Varin, président de l’association C’Possible, qui vise à rapprocher les lycées professionnels du monde de l’entreprise. Fondée il y a seize ans, l’association compte 450 bénévoles, a déjà accompagné plus de 80 000 jeunes à travers ses ateliers, le mentorat ou la mise en relation avec des entreprises locales, et collabore avec 120 lycées de sept régions. Elle lance aujourd’hui un appel à renforts.

« La situation n’est pas acceptable, elle dure depuis longtemps alors qu’on retrouve des secteurs en tension dans de nombreux métiers enseignés en lycées pros », alerte l’ancien patron de PSA Peugeot Citroën.

« Plus efficace que des questionnaires sur ordinateur »

« Zéro décrochage, 100 % d’insertion », c’est avec ce double objectif qu’Emmanuel Macron avait présenté au printemps 2023 sa réforme du lycée professionnel. Le gouvernement s’était alors engagé à réviser la carte des formations selon les débouchés professionnels dans les bassins d’emploi. Un quart de l’offre devrait évoluer d’ici à 2026. Sur le terrain, le SN2D-Unsa, syndicat des directeurs délégués aux formations professionnelles et technologiques, déplore toutefois des « choix trop descendants, pas toujours compréhensibles et guidés par des contraintes budgétaires ».

Cassidy, longs cheveux bruns et grandes lunettes, fait partie des « raccrocheurs ». Elle passera son bac pro en mai 2025, dans le même lycée que Kandé.

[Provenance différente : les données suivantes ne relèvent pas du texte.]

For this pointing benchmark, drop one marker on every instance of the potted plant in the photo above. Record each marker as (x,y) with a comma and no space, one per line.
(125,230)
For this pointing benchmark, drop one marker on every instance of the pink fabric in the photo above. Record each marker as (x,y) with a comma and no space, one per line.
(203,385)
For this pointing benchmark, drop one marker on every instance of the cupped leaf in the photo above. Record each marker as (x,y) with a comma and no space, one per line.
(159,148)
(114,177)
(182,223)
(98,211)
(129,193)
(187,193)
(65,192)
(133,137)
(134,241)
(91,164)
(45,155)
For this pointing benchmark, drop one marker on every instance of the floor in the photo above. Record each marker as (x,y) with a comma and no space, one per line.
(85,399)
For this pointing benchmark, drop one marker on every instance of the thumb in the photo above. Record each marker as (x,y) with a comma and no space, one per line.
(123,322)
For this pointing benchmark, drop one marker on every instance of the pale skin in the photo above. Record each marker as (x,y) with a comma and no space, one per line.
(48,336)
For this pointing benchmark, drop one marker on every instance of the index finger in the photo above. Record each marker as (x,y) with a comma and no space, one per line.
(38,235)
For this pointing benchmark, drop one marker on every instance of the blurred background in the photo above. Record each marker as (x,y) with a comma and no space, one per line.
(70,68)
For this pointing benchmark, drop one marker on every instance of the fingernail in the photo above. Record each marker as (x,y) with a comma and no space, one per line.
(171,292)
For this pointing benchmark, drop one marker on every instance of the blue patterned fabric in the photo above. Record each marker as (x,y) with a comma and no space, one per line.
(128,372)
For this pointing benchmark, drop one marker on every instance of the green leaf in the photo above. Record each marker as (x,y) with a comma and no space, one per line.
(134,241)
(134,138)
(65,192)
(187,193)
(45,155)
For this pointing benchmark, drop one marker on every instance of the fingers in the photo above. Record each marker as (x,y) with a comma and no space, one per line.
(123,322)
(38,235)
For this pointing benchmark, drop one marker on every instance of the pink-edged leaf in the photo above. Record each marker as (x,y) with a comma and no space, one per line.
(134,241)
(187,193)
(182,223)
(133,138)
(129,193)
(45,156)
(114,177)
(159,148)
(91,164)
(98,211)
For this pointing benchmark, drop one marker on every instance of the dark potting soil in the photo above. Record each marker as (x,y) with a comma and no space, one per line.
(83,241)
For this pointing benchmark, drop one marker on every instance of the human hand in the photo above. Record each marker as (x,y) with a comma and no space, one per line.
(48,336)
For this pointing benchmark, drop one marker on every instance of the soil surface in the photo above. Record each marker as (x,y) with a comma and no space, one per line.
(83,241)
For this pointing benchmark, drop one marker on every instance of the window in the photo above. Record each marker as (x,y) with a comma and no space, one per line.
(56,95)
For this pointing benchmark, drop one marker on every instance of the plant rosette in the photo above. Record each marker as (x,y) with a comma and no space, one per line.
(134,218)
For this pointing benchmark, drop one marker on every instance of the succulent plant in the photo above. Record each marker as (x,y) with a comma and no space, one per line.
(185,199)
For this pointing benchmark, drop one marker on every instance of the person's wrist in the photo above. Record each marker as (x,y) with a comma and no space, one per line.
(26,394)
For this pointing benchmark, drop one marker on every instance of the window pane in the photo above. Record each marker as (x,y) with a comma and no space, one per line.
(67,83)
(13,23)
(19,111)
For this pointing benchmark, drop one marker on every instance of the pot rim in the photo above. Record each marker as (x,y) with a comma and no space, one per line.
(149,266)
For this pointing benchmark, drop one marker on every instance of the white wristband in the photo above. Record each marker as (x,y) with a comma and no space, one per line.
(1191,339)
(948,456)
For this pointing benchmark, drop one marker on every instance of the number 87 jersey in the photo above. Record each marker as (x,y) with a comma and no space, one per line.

L’adolescente de 17 ans use d’un bel euphémisme :

« L’an dernier, j’ai eu un moment de doute, j’ai opté pour un comportement laxiste. » Comprenez : Cassidy manquait des cours, ses notes chutaient.

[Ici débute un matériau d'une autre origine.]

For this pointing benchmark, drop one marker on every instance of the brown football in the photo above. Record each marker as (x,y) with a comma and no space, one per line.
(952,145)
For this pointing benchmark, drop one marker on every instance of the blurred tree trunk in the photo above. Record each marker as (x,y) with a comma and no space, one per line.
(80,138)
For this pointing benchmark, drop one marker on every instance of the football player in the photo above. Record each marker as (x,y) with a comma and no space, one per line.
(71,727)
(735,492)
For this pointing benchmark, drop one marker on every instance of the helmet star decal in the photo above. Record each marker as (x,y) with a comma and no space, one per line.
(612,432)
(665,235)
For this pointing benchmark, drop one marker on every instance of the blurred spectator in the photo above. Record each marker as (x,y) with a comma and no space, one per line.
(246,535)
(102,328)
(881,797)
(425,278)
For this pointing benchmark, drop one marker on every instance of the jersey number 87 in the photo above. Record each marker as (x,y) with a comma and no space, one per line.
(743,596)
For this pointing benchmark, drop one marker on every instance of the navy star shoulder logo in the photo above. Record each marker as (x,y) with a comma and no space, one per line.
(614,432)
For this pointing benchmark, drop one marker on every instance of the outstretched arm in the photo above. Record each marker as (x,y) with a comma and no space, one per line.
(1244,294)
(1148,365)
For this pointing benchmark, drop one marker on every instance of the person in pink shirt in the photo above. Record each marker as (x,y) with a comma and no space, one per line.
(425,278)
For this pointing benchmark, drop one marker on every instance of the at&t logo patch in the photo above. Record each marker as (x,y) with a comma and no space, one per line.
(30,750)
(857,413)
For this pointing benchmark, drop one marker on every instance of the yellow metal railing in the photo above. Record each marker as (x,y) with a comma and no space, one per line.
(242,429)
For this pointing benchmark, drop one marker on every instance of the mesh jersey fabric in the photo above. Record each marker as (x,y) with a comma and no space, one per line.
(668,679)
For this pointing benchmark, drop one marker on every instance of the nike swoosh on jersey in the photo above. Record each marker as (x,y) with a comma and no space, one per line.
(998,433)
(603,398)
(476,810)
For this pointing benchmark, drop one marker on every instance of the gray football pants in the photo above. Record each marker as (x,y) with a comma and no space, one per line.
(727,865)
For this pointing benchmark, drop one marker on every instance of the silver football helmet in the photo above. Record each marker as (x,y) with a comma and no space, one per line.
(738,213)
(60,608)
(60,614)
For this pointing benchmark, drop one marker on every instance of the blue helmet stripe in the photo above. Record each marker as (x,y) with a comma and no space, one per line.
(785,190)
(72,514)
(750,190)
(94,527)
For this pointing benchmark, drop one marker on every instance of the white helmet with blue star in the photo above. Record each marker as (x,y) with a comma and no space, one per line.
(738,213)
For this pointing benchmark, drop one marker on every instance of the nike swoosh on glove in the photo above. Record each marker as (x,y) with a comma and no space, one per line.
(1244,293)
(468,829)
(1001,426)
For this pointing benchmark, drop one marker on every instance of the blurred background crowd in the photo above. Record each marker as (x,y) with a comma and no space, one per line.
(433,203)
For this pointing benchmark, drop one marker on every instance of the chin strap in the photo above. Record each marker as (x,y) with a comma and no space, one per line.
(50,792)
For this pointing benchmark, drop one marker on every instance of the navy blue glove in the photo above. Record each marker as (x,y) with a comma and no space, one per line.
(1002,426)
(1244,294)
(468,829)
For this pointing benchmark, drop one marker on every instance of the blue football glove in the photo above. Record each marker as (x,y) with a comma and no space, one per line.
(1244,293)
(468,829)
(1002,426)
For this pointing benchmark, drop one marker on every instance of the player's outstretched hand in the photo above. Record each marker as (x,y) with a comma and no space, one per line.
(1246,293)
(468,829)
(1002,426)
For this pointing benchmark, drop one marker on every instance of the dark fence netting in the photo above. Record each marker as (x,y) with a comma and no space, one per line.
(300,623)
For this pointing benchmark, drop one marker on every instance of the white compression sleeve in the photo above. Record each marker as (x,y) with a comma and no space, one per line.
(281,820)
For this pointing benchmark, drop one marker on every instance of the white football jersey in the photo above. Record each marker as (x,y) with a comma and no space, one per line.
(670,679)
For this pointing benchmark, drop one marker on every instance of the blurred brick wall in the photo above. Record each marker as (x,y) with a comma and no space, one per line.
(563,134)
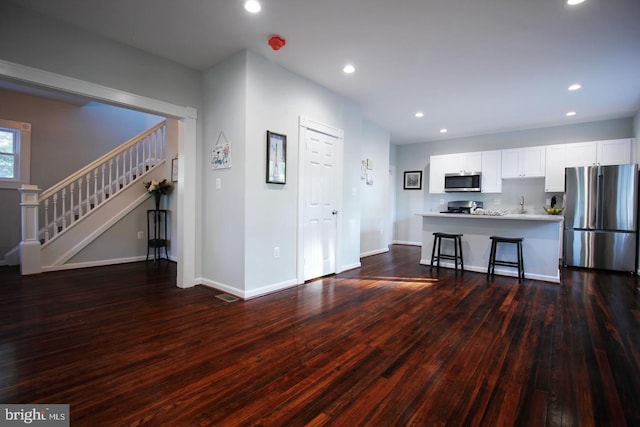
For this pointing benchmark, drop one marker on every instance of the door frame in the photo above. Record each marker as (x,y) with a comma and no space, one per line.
(305,123)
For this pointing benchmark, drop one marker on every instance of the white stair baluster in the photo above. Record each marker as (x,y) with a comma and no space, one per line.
(110,177)
(88,181)
(46,220)
(102,186)
(72,188)
(80,198)
(95,187)
(63,211)
(55,214)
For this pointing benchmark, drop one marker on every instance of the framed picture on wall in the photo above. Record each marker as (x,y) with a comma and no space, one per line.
(413,180)
(276,158)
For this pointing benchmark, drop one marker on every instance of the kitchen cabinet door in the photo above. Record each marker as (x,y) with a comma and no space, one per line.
(463,162)
(554,168)
(437,167)
(492,171)
(510,166)
(580,154)
(523,162)
(532,161)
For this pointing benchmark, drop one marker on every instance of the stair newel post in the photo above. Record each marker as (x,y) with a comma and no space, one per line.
(30,257)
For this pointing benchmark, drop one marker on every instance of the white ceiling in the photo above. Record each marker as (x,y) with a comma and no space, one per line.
(471,66)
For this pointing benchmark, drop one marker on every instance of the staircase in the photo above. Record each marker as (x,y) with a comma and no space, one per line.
(78,209)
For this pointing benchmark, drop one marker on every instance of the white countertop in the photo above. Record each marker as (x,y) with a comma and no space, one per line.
(521,217)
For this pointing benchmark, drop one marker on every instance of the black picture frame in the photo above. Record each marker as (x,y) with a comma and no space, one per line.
(413,180)
(276,158)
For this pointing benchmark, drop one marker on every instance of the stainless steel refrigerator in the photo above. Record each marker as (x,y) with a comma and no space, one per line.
(600,217)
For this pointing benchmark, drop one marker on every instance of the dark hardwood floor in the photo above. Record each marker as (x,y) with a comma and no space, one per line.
(388,344)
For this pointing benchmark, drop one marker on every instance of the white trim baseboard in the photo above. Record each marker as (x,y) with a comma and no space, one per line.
(375,252)
(100,263)
(402,242)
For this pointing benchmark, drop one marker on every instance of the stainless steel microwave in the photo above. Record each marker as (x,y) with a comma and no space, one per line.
(462,182)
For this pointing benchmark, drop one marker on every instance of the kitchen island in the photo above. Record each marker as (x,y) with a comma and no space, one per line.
(542,245)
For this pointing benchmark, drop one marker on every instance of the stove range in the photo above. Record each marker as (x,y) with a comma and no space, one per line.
(462,206)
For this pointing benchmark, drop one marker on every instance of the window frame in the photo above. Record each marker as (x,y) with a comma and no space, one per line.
(22,154)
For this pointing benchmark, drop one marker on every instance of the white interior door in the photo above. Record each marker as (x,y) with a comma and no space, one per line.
(320,207)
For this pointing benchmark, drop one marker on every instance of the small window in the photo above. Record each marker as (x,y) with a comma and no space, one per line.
(15,150)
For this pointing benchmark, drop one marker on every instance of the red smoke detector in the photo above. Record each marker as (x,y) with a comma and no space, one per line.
(276,42)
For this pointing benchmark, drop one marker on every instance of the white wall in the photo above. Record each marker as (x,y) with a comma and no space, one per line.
(408,226)
(375,195)
(246,96)
(276,100)
(223,211)
(32,39)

Alertés, les professeurs ont fait appel à l’association C’Possible, qui lui a attribué comme mentore une chercheuse retraitée. La bénévole et la lycéenne se rencontrent une heure par semaine, au lycée.

« L’écouter me parler de son parcours, de son métier, ça m’a aidée à visualiser ce que je voulais faire. C’était bien plus efficace que des questionnaires sur ordinateur ou qu’un rendez-vous avec un conseiller d’orientation », témoigne l’élève de terminale, survêt noir sur chemise blanche et cravate.

Aujourd’hui, Cassidy rêve d’ouvrir une grande enseigne de pâtisserie — à son nom, précise-t-elle. Plusieurs associations accompagnent aujourd’hui les élèves dans leur insertion professionnelle et sociale. Un « relais associatif » que salue le syndicat de l’enseignement professionnel public, Snuep- FSU, tout en pointant des limites.

« Les associations ne peuvent pas suivre tous les élèves, c’est forcément inégalitaire. La lutte contre le décrochage scolaire devrait être une fonction pleine et entière de l’Éducation nationale », estime Axel Benoist, cosecrétaire général du syndicat.

Miser sur la complémentarité des programmes

Depuis 2013, des personnels dédiés à la Mission de lutte contre le décrochage scolaire ont à charge, au niveau académique, d’accompagner les jeunes à partir de 16 ans en situation de décrochage, ou sur le point de l’être. « Mais on en manque ! », soupire Axel Benoist. De nouveaux dispositifs ont été lancés à la rentrée 2023, comme l’installation des « bureaux des entreprises » dans les lycées, ou la rémunération des stages, entre 50 et 100 euros par semaine selon le niveau d’étude de l’élève. Le programme Tous droits ouverts, qui aide les élèves en difficulté à rejoindre une structure de proximité (mission locale, centre de formation des apprentis…), lui, met à contribution les enseignants volontaires dans le cadre du Pacte enseignant, ce que déplore le Snuep-FSU, les professeurs n’étant « pas formés initialement pour cette mission ».

« Ce n’est pas l’un ou l’autre, ces programmes sont complémentaires, tempère Sandrine Caubet, professeure de sciences appliquées et référente sur ces sujets au lycée des Côtes de Villebon. En tant qu’enseignants, notre expertise des élèves et la connaissance de leur parcours nous permettent aussi de les accompagner en cas de difficultés. »

L’établissement de Meudon est doté d’un groupe de prévention contre le décrochage scolaire, qui réunit enseignants volontaires, direction, CPE, personnels de santé, et aide des dizaines de jeunes chaque année à se remotiver, avec l’appui du réseau des associations. Mais tous les lycées n’en sont pas pourvus.